9. sorenjan ◴[15 Jun 24 01:43 UTC] No.40686837[source]▶

>>40681817 #

> yes, the heterogeneous compute frameworks are largely broken, except for OneAPI, which does work, but only on CUDA.

> Intel, bless their heart, is actually trying and their stuff largely does just work, supposedly, .... But they just don't have the marketshare to make it stick.

Isn't OneAPI basically SYCL? And there are different SYCL runtimes that run on Intel, Cuda, and Rocm? So what's lost if you use oneAPI instead of Cuda, and run it on Nvidia GPUs? In an ideal world that should work about the same as Cuda, but can also be run on other hardware in the future, but since the world rarely is ideal I would welcome any insight into this. Is writing oneAPI code mainly for use on Nvidia a bad idea? Or how about AdaptiveCpp (previously hipSYCL/Open SYCL)?

I've been meaning to try some GPGPU programming again (I did some OpenCL 10+ years ago), but the landscape is pretty confusing and I agree that it's very tempting to just pick Cuda and get started with something that works, but if at all possible I would prefer something that is open and not locked to one hardware vendor.

replies(1): >>40688359 #

10. bsavery ◴[15 Jun 24 03:33 UTC] No.40687309{3}[source]▶

>>40681980 #

Yeah this discussion is pretty interesting. I was wondering what what happening with development as well. Taichi is cool tech, that if I had to be honest, it seems like they lacked direction of how to monetize it. For example they tried doing this "Taitopia thing" https://taitopia.design/ (which is already EOL'ed).

IMO if they had focused from the beginning on ML similar to Mojo, they would be in a better place.

replies(1): >>40690992 #

11. zelphirkalt ◴[15 Jun 24 07:35 UTC] No.40688118[source]▶

>>40681522 (TP) #

But when it is made by Nvidia, that means it will not work on AMD GPUs.
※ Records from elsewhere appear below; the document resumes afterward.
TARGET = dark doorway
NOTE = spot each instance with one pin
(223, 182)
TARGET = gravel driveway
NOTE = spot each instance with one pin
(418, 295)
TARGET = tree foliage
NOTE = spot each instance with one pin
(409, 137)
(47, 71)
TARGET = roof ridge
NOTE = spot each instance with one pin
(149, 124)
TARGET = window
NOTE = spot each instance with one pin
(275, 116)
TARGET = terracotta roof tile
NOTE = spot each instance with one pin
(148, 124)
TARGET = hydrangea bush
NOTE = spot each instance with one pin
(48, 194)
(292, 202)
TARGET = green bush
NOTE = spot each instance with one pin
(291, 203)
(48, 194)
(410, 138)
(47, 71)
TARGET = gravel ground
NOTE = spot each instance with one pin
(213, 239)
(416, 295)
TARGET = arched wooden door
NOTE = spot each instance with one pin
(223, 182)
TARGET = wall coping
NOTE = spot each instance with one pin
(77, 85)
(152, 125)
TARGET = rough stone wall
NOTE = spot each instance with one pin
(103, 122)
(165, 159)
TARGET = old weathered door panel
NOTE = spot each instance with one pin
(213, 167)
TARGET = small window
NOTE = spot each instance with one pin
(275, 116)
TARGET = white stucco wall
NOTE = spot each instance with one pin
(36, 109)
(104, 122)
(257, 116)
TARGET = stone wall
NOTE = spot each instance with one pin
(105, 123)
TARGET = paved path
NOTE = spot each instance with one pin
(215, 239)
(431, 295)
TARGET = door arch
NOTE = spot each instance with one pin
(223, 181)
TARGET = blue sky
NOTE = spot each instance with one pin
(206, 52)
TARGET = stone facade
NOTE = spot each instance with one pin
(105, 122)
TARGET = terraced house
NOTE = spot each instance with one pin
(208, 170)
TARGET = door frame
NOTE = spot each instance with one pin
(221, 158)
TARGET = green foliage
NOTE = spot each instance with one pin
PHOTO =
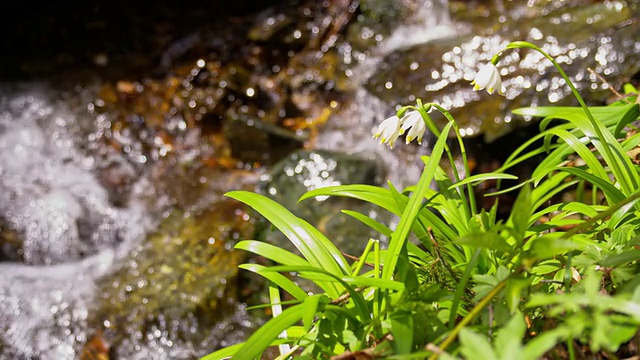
(456, 281)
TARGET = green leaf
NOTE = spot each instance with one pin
(358, 300)
(264, 337)
(476, 179)
(611, 192)
(271, 252)
(311, 307)
(513, 291)
(548, 246)
(475, 345)
(508, 342)
(402, 330)
(521, 213)
(616, 260)
(362, 281)
(223, 353)
(401, 233)
(544, 342)
(278, 279)
(375, 225)
(311, 243)
(489, 240)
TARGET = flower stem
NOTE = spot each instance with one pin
(527, 45)
(472, 315)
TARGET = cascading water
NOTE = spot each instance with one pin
(63, 231)
(429, 20)
(71, 232)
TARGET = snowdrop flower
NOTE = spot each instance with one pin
(413, 122)
(488, 77)
(389, 131)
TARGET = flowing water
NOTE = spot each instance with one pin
(82, 196)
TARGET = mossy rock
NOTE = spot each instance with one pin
(176, 286)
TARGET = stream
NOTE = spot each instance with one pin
(116, 239)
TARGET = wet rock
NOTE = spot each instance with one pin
(307, 170)
(580, 35)
(171, 294)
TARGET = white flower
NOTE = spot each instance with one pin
(389, 131)
(488, 77)
(413, 122)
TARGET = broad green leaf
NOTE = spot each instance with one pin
(541, 344)
(611, 192)
(615, 260)
(476, 179)
(375, 225)
(521, 213)
(489, 240)
(311, 243)
(509, 338)
(278, 279)
(402, 330)
(311, 307)
(625, 211)
(576, 145)
(224, 353)
(548, 246)
(513, 291)
(359, 302)
(630, 115)
(271, 252)
(401, 233)
(384, 199)
(362, 281)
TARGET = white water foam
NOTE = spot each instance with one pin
(352, 132)
(71, 234)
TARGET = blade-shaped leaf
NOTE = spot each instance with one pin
(278, 279)
(266, 334)
(271, 252)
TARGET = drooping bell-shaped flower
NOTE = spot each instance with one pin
(416, 127)
(488, 77)
(389, 131)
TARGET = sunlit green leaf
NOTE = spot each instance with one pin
(509, 338)
(475, 345)
(278, 279)
(402, 330)
(264, 337)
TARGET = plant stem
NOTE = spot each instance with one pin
(599, 134)
(472, 314)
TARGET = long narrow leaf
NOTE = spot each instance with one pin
(266, 334)
(271, 252)
(399, 237)
(358, 300)
(311, 243)
(278, 279)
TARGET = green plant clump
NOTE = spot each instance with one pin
(555, 279)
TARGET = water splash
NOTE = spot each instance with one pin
(71, 233)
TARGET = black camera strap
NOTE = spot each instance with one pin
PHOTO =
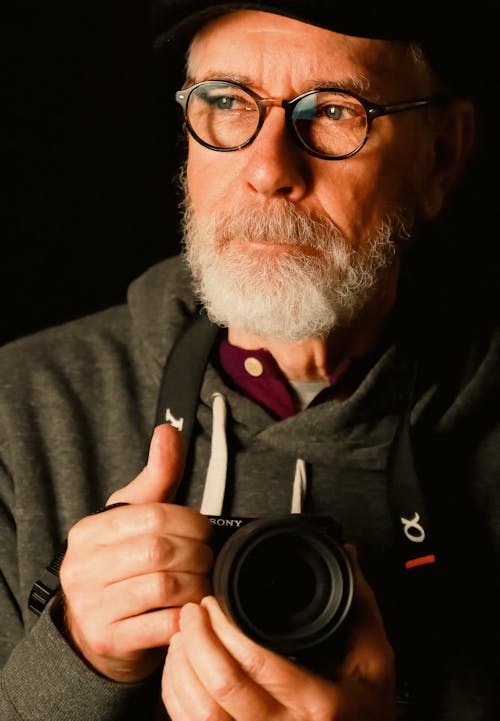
(177, 403)
(178, 399)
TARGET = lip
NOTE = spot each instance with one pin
(277, 248)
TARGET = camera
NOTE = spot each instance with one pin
(286, 581)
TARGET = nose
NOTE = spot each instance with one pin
(275, 166)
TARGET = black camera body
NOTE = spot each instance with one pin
(286, 581)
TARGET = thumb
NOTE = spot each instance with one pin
(160, 477)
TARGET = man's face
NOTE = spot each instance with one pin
(257, 278)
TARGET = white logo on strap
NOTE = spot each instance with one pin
(175, 422)
(412, 529)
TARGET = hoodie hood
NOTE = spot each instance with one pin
(442, 35)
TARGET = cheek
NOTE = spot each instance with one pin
(209, 175)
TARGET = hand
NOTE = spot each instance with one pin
(128, 571)
(214, 671)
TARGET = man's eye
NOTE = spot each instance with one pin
(334, 112)
(221, 102)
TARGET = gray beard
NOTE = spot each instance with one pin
(291, 296)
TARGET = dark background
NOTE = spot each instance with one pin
(86, 162)
(86, 203)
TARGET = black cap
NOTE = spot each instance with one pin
(450, 36)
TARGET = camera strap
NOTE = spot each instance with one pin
(177, 403)
(178, 400)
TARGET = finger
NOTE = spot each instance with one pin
(219, 672)
(143, 554)
(281, 677)
(369, 652)
(184, 696)
(151, 591)
(134, 520)
(145, 631)
(160, 477)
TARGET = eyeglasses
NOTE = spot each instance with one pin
(328, 123)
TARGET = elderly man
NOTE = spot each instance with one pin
(316, 149)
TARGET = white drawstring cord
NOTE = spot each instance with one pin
(299, 486)
(215, 481)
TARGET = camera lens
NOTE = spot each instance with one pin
(286, 582)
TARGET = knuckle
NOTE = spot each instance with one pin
(155, 552)
(226, 686)
(153, 518)
(166, 588)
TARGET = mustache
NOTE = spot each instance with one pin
(281, 223)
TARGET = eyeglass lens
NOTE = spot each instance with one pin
(225, 116)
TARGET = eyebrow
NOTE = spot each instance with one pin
(350, 84)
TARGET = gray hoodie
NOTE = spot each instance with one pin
(77, 408)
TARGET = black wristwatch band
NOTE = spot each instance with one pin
(47, 584)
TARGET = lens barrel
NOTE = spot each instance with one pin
(286, 582)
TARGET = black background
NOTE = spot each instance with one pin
(87, 201)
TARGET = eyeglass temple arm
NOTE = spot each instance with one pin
(375, 111)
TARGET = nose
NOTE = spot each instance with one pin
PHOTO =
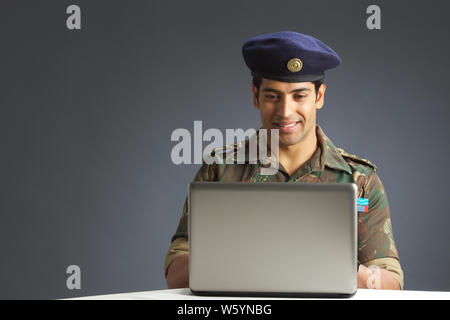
(285, 108)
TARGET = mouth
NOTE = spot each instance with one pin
(286, 126)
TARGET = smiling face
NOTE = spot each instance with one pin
(290, 107)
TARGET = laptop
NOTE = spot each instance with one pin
(273, 239)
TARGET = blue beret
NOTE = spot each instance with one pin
(288, 56)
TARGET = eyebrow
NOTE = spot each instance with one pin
(292, 91)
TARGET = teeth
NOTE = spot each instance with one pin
(288, 126)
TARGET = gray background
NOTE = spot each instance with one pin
(86, 117)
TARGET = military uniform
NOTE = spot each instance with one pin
(294, 57)
(376, 244)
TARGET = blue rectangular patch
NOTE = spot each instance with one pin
(363, 202)
(362, 208)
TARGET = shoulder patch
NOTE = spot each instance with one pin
(356, 158)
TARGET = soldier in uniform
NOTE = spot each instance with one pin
(288, 89)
I do not consider this kind of thing a solution, but rather a vendor lock in.

12. pjmlp ◴[15 Jun 24 08:35 UTC] No.40688359{3}[source]▶

>>40686837 #

OneAPI started as Data Parallel C++, and is SYSCL with special Intel sauce on top.

13. ◴[15 Jun 24 12:06 UTC] No.40689271[source]▶

>>40681522 (TP) #

14. szvsw ◴[15 Jun 24 17:04 UTC] No.40690992{4}[source]▶

>>40687309 #

It developed out of a dissertation at MIT (honestly a pretty damn impressive one IMO) and it seems like without some sort of significant support from universities, foundations or corporations, it would be pretty difficult to “monetize” - these in turn require some sort of substantial industry adoption or dogfooding it in some other job/contracts, which is tough I assume.